There has been a lot of discourse in the media arts field over new legislation concerning copyright. Introduced on April 24, 2008 in both the U.S. House of Representatives and the Senate, the legislation addresses so-called "orphan works" - copyrighted works (original works of authorship that are fixed in a tangible form of expression) in which a copyright holder is difficult to locate or identify and may still benefit from copyright protection.

Our colleagues at Americans for the Arts have done a great job in compiling information about the ongoing status and policy concerns identified in the legislation. As grantmakers to arts organizations and to individual creators, the GFEM community needs to be cognizant of the impact of these proposed changes. By staying informed of the progress of this legislation, we are better equipped to offer appropriate support for media makers seeking to incorporate orphaned works in their new art.

From the Americans for the Arts Advocacy Alert:
H.R. 5889, the "Orphan Works Act of 2008" introduced by Representative Howard Berman (D-CA) in the House, and S. 2913, "The Shawn Bentley Orphan Works Act of 2008" introduced by Senator Patrick Leahy (D-VT), seek to amend the Copyright Act of 1976 by limiting certain liabilities of potential copyright infringers depending on whether diligent effort was put into a search before use is made according to guidelines established for the U.S. Copyright Office (USCO). The intent of the two bills is to encourage greater public enjoyment of orphaned works, as stated by Rep. Berman, "Too many valuable works are unused because their creators are unknown and potential users fear excessive liability.” In the words of Sen. Leahy, "There are thousands of artistic creations around the country that are effectively locked away and unavailable for the general public to enjoy because the owner of the work is unknown."

Differing Viewpoints:


Media arts organizations such as the National Alliance for Media Arts and Culture (NAMAC) and the Independent Feature Project (IFP) have jointly published their positions on this bill, welcoming these new developments; "Orphan works legislation has been in the making for several years.” said Milton Tabbot, Senior Director of Programming at IFP, the nation’s oldest organization of independent filmmakers. “We are grateful for the tremendous work Congress and the Copyright Office have done in bringing this issue to light and working toward positive changes for filmmakers. As both copyright owners and as creators, balanced orphan works reform is vitally important to us.”

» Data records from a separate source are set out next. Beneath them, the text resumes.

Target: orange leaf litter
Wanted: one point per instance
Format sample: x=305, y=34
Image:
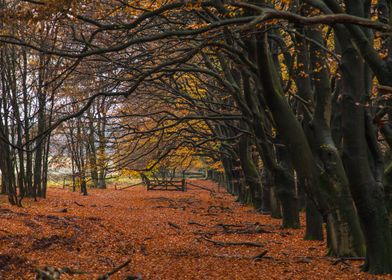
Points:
x=163, y=234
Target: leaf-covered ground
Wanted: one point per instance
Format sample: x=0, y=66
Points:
x=165, y=235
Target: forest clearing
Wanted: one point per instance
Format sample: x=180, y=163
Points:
x=119, y=119
x=165, y=235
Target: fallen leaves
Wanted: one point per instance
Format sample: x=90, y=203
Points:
x=178, y=240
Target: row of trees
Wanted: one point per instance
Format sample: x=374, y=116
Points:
x=292, y=98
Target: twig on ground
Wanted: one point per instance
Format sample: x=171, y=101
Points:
x=224, y=244
x=113, y=271
x=196, y=223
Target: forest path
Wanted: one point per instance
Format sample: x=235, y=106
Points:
x=165, y=235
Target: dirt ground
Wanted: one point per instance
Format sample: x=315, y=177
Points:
x=163, y=235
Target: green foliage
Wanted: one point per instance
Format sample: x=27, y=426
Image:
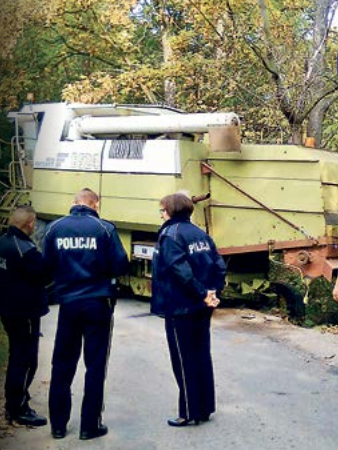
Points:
x=321, y=308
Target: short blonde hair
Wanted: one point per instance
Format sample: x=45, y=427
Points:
x=87, y=197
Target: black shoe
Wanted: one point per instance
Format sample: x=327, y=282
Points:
x=181, y=422
x=205, y=418
x=30, y=418
x=101, y=430
x=59, y=433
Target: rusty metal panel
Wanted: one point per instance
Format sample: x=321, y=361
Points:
x=240, y=226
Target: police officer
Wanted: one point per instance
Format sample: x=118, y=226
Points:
x=188, y=273
x=22, y=303
x=84, y=254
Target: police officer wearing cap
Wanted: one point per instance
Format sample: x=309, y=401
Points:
x=22, y=303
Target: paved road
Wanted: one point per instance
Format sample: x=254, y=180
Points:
x=277, y=388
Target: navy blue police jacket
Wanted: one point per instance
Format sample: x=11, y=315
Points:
x=84, y=255
x=185, y=266
x=22, y=276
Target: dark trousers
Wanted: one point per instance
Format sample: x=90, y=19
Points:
x=189, y=346
x=23, y=337
x=88, y=322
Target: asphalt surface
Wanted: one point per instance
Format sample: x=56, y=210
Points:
x=276, y=388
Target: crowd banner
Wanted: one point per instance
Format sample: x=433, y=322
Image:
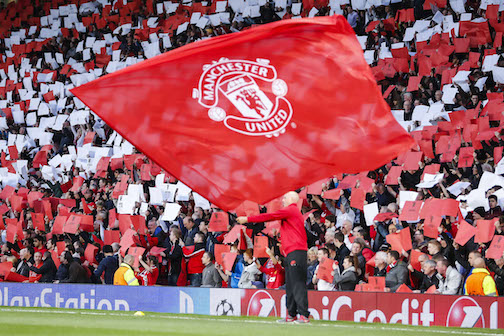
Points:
x=401, y=308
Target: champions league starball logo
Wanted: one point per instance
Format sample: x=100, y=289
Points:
x=243, y=83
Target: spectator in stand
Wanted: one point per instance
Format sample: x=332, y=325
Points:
x=480, y=282
x=125, y=276
x=62, y=272
x=496, y=266
x=312, y=266
x=495, y=210
x=47, y=270
x=427, y=278
x=173, y=255
x=250, y=272
x=435, y=249
x=352, y=17
x=26, y=260
x=76, y=273
x=499, y=226
x=35, y=276
x=341, y=249
x=397, y=273
x=323, y=285
x=38, y=244
x=347, y=280
x=211, y=277
x=449, y=278
x=108, y=266
x=190, y=231
x=294, y=243
x=357, y=246
x=194, y=264
x=380, y=264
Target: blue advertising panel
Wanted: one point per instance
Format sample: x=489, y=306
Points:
x=103, y=297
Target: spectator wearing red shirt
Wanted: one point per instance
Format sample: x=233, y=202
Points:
x=294, y=243
x=275, y=273
x=33, y=276
x=195, y=266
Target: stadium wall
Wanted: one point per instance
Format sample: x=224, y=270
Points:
x=410, y=309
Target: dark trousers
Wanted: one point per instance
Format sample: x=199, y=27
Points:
x=295, y=283
x=195, y=279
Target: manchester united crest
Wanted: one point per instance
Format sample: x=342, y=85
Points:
x=257, y=96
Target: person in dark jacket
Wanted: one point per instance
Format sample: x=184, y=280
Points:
x=62, y=272
x=48, y=268
x=174, y=256
x=211, y=277
x=23, y=266
x=109, y=265
x=348, y=278
x=427, y=277
x=76, y=273
x=341, y=250
x=397, y=273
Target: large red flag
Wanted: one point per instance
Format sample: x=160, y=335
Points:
x=251, y=115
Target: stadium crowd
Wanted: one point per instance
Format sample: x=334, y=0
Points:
x=79, y=204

• NY Times Op/Ed--May 20th

Lawrence Lessig has written an Op/Ed acknowledging the problem of orphan works but he believes the proposed legislation is not a fair solution for many copyright holders. You can read the article here.

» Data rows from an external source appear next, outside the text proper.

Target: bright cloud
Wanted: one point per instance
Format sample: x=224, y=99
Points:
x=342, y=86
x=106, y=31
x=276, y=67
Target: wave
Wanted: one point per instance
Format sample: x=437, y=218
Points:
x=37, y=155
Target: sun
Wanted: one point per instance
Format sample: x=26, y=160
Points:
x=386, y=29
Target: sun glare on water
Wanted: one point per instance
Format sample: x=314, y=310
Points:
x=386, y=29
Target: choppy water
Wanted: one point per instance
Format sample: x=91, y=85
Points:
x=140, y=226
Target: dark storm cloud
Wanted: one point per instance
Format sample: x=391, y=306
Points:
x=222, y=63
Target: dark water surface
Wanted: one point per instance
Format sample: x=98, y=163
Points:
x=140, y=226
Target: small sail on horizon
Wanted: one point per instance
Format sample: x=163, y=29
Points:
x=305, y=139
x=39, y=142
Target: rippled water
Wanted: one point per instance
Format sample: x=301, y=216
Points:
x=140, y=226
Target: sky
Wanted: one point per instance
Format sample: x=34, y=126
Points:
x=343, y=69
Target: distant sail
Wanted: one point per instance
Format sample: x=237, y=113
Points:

• Public Knowledge--Orphan Works Legislation

Public Knowledge is a Washington, D.C.-based public interest group working on issues in the emerging digital culture. Their website has a comprehensive orphan works section that offers analysis that is supportive of the pending legislation, but also includes opposition opinions, critique and concerns as well as their own proposed legislative suggestions. For more information, please click here.

• Orphan Works Opposition Website

Visual arts groups have created a website in opposition to the proposed legislation which can be found here. As noted in the preceding materials, visual artists have raised discipline-specific concerns as to how the bills effect their work.

I urge my grantmaker colleagues to continue to follow the progress of this important legislation, as well as other intellectual property rights issues, the effects of which are certain to have a lasting impact on our work.